The pall cast by these events contrasts sharply with the industry's outlook as this year began. With increasing pressure for a solution to the energy problem and a growing public perception of government regulation as excessive and costly, the atomic power industry had hoped to cut back the regulations that now make the licensing of a nuclear plant an 11-year process.
But yesterday, as Three Mile Island plant's owners were saying that the reactor's safety systems in fact had prevented more serious accident, critics were citing the incident as evidence that nuclear power is too risky.
"This incident makes a lie of the soothing propaganda of the nuclear zealots that serious nuclear accidents are nearly impossible," said California Gov. Edmund G. (Jerry) Brown Jr., who has been criticized widely for stopping the Sundesert nuclear plant in his state. "I see this as a major issue in the decade ahead..."
One result of the accident, according to White House sources, is that President Carter may not include the plea for nuclear power that Energy Secretary James R. Schlesinger has been urging him to make in his coming energy message.
"If I were sitting in the president's chair, I would pause a long while before issuing any statement encouraging a rapid expansion of nuclear power-it just has to be postponed until the political clamor recedes," one high administration official said.
Reflecting on the Pennsylvania accident, Rep. Morris K. Udall (D-Ariz.) said yesterday he feels it is difficult to predict what the impact on the industry will be. Because the accident, though serious, was contained by the safety systems, it is possible that in two or three years there will be "a surge of confidence" in nuclear power, he said. On the other hand, he said, there could be the opposite reaction and "the de facto moratorium we have on new plants will continue."
The intensifying debate over nuclear power's future has come at a particularly difficult time for the industry, which is dominated by such firms as General Electric and Westinghouse. Orders for new nuclear plants, which peaked at 41 in 1973, fell to two last year.
There are a variety of reasons for the decline, including a reduction in the utilities' own estimates for future generating capacity.
But growing public opposition to nuclear power, which has led to long delays in getting plants approved and the threat of moratoriums on new plants in five states, has put the nuclear industry on the defensive.

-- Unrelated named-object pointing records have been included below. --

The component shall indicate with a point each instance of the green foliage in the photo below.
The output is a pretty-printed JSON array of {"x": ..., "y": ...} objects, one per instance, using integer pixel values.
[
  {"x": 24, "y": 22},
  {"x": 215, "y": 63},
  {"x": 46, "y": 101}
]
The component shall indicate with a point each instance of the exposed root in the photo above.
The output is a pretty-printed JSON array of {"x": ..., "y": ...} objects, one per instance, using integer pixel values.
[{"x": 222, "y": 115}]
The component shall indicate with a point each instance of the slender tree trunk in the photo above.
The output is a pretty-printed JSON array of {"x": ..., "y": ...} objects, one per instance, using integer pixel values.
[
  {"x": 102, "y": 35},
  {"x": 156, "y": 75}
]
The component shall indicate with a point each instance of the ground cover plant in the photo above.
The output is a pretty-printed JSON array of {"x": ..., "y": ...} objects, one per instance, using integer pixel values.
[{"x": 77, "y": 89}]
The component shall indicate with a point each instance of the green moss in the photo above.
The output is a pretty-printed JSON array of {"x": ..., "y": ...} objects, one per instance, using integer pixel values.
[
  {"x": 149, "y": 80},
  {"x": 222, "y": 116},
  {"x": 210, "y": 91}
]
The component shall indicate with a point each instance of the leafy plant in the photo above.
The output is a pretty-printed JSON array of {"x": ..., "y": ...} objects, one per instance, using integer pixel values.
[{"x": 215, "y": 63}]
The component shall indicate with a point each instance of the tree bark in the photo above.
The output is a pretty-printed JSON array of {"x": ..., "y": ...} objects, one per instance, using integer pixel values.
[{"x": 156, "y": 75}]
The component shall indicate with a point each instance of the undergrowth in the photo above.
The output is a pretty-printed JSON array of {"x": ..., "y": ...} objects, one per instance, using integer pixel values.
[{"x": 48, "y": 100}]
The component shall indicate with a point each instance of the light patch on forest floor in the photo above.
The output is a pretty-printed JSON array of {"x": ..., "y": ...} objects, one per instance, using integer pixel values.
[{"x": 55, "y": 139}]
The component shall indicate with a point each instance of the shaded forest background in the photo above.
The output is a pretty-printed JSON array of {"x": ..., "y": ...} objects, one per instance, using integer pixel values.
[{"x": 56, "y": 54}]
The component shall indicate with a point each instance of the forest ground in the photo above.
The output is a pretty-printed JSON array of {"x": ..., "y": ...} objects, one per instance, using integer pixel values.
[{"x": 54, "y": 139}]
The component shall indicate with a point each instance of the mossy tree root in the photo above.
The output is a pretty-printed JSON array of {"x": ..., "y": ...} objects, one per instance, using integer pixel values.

Despite the setbacks, however, the nuclear power industry and its backers make a vigorous argument for atomic plants as a means of reducing the nation's dependence on foreign oil.
Mike Segal of the Edison Electric Institute pointed out that nuclear power provided 13 percent of the nation's electrical needs last year, displacing millions of barrels of imported oil. "The accident doesn't change in any manner our position that nuclear power is needed," Segal says.
This view is shared by Sen. Henry M. Jackson (D-Wash.) who said yesterday, "The immediate effect of the incident hurts." Chairman of the Senate Energy Committee, Jackson says that the loss of the Three Mile Island plant could increase oil imports by 45,000 barrels a day.
Dr. Norman Rasmussen of the Massachusetts Institute of Technology author of the Rasmussen report, said that based on information he had the Harrisburg accident "was not serious from the standpoint of public consequences." Rasmussen said that he expects the public impact on a short-term basis to be significant.